Product placement, brand integration or embedded marketing, is according to Business Dictionary, “an advertising technique used by companies to subtly promote their products through a non-traditional advertising technique, usually through appearances in film, television, or other media.”
Product placement stands out as a marketing strategy because it is the most direct attempt to derive commercial benefit from “the context and environment within which the product is displayed or used”. The technique can be beneficial for viewers, since interruptive advertising removes them from the entertainment.
In April 2006, Broadcasting & Cable reported, “Two thirds of advertisers employ ‘branded entertainment’—product placement, brand integration—with the vast majority of that (80%) in commercial TV programming.” It said, “Reasons for using in-show plugs varied from ‘stronger emotional connection’ to better dovetailing with relevant content, to targeting a specific group.”

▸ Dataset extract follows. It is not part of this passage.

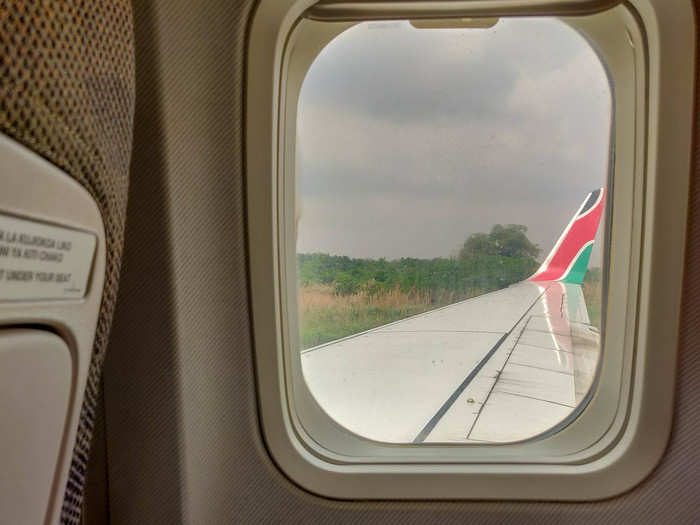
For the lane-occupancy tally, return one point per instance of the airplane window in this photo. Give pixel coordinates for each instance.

According to PQ Media, a consulting firm that tracks alternative media spending, 2014 product placement expenditures were estimated at $10.58 billion, rising 13.6% year-over-year and global branded entertainment growth is now at $73.27 billion. The firm noted that brand marketers are seeking improved methods to engage younger audiences used to ad-skipping and on-demand media usage, and branded entertainment provides omnichannel possibilities to more effectively engage post-boomers, particularly Millennials and iGens. A major growth driver is the increasing use of digital video recorders (DVR), which enable viewers to skip advertisements that interrupt a show.